3.2 Natural dives

The physiology of the diving response can be studied in the laboratory, but investigating the behaviour of a diving mammal in its natural environment can be more of a problem. However, modern physiological techniques have made it possible to record continuously physiological variables (such as heart rate) and information on depth and position during the spontaneous dives in the wild that are part of the animal’s normal behaviour. Most such findings show that the majority of an animal’s dives don’t approach the ‘Olympic record’ limits that represent maximum effort. For example, most Weddell seal dives were shorter than 20 minutes, and there is little evidence of profound adjustments in the heart and circulatory system during this time, or of the presence of lactic acid in the blood of these animals as they surface. Lactic acid is an important indicator of the onset of anaerobic metabolism (i.e. metabolism that doesn’t use oxygen). The production of lactic acid is a relatively inefficient way of releasing energy by the breakdown of simple sugars obtained from the diet. (In humans, lactic acid appears in the bloodstream during intense activity such as sprinting, when the supply of oxygen to the muscle cells isn’t sufficient to allow the oxidation of sugars in the ‘conventional’ way.)

The implication is that in shorter dives, the amount of oxygen carried by the Weddell seal (mainly in the blood, as we’ve seen) is sufficient to tide the animal over, without a sustained or profound diving response. But with natural dives of 45 minutes or so, anaerobic metabolism becomes much more significant and the selective re-routing of blood (together with bradycardia) becomes much more important.

What about hunting behaviour? To continue the same example, the Weddell seal spends most of its time hunting cod and other fish out of sight beneath the Antarctic ice.

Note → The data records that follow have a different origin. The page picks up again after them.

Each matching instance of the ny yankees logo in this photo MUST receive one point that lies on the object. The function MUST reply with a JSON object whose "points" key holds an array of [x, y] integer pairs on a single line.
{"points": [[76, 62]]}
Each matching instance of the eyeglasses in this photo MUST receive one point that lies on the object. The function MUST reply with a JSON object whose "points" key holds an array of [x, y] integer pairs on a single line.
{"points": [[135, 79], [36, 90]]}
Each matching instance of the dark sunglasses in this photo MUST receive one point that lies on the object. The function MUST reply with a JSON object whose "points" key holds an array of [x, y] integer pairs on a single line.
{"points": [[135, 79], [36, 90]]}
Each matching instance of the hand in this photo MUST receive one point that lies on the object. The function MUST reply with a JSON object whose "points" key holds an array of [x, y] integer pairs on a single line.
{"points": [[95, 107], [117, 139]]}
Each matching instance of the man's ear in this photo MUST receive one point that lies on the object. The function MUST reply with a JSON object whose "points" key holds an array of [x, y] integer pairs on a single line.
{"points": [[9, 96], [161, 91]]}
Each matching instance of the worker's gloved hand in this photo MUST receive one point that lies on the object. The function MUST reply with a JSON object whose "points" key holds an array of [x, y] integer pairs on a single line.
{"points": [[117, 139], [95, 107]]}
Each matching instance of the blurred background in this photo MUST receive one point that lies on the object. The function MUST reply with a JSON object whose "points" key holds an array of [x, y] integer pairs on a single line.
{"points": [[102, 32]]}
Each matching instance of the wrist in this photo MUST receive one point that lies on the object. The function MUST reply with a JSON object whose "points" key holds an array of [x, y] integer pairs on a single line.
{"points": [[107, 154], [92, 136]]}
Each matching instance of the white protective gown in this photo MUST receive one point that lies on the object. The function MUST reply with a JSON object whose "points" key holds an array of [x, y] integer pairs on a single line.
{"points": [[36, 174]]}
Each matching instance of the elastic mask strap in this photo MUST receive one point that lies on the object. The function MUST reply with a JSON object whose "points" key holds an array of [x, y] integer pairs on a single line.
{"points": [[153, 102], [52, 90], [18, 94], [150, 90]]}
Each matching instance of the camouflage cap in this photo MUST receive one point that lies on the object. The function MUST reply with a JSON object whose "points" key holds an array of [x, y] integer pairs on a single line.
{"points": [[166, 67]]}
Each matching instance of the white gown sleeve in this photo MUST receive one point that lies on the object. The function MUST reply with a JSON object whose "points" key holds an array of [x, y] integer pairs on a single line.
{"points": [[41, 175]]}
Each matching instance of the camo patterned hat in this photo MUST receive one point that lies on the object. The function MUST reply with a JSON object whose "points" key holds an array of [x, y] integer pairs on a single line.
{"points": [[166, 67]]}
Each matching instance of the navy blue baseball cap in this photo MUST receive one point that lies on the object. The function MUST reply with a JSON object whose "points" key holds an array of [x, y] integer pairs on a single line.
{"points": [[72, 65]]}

Marine biologist Terrie Williams and her colleagues at the University of California have studied the hunting behaviour of Weddell seals by attaching recording equipment to animals captured near their feeding holes. The seals are fitted with video and audio recorders, plus monitors that note the animals’ depth, speed, compass bearing and flipper strokes. The seals are then released back into the sea. The information that the scientists receive allows them to construct a three-dimensional map of the dive that is tied to specific pieces of behaviour recorded by the video camera. The seals hunt in low levels of light and have to find, stalk and catch their prey while holding their breath.

Maximise

Figure 16 A three-dimensional map of the dive of a Weddell seal. The numbers on the plot indicate elapsed time in minutes since the start of the dive, and point C is where the seal made contact with the fish. Speed is indicated on the scale at the bottom right of the dive map. If you try and read off the depth of the seal using the vertical axis, you’ll note that it doesn’t correspond exactly; we have reproduced the figure accurately from the original publication but it shows the difficulty of representing changes in three dimensions using only two dimensions!

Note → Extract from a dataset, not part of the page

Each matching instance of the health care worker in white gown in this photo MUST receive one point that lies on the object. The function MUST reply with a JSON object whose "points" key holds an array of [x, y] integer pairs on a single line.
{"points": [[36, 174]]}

Figure 16 shows a dive by an adult female Weddell seal. The dive lasted for 10 minutes 30 seconds, and the animal travelled a total of 760 m. About midway through the dive, at point C, the video footage revealed that the seal attacked a large Antarctic cod, approaching from behind and below its tail. Let’s look at what happened in more detail.

The seal started the dive with a few powerful strokes of its flippers. Water pressure would have quickly collapsed its lungs, making the seal denser than the surrounding water. The negatively buoyant animal could then have continued its descent with little effort. (The team have discovered that in pinnipeds and cetaceans, this effortless gliding minimises the effort expended by the animal while submerged.) The seal sank slowly to a depth of 51 m (marked by the right arrow), rose slightly to a depth of 33 m (marked by the left arrow), and then started a new descent, maintaining roughly the same bearing and speed. This course was taking it in the general direction of the fish.

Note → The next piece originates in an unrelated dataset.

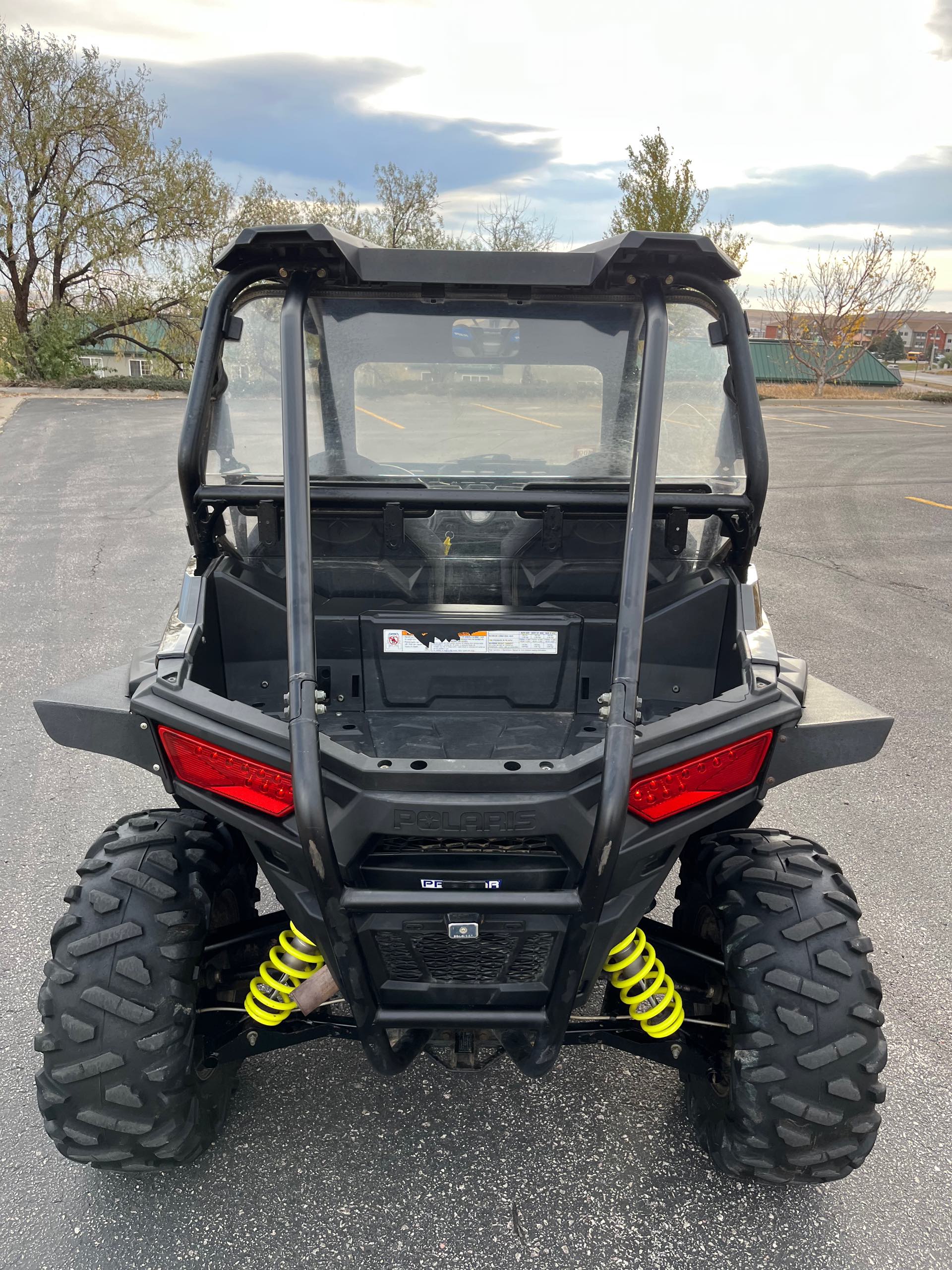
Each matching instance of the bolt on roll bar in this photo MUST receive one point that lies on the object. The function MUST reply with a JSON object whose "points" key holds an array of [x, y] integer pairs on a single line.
{"points": [[536, 1060], [535, 1057], [205, 505], [310, 812]]}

At point A, some 23 m from the fish, the seal used a few large flipper strokes to change direction and speed, accelerating away from the fish at an angle of 58 degrees to its previous course. It then used a looping turn (point B) to bring it back towards – but beneath – the fish. It accelerated again towards the target but slowed just before contact was made. After the attack had failed, the seal did not pursue the fish but continued its descent for a while, before turning left (point D) and proceeding quickly back to the ice hole.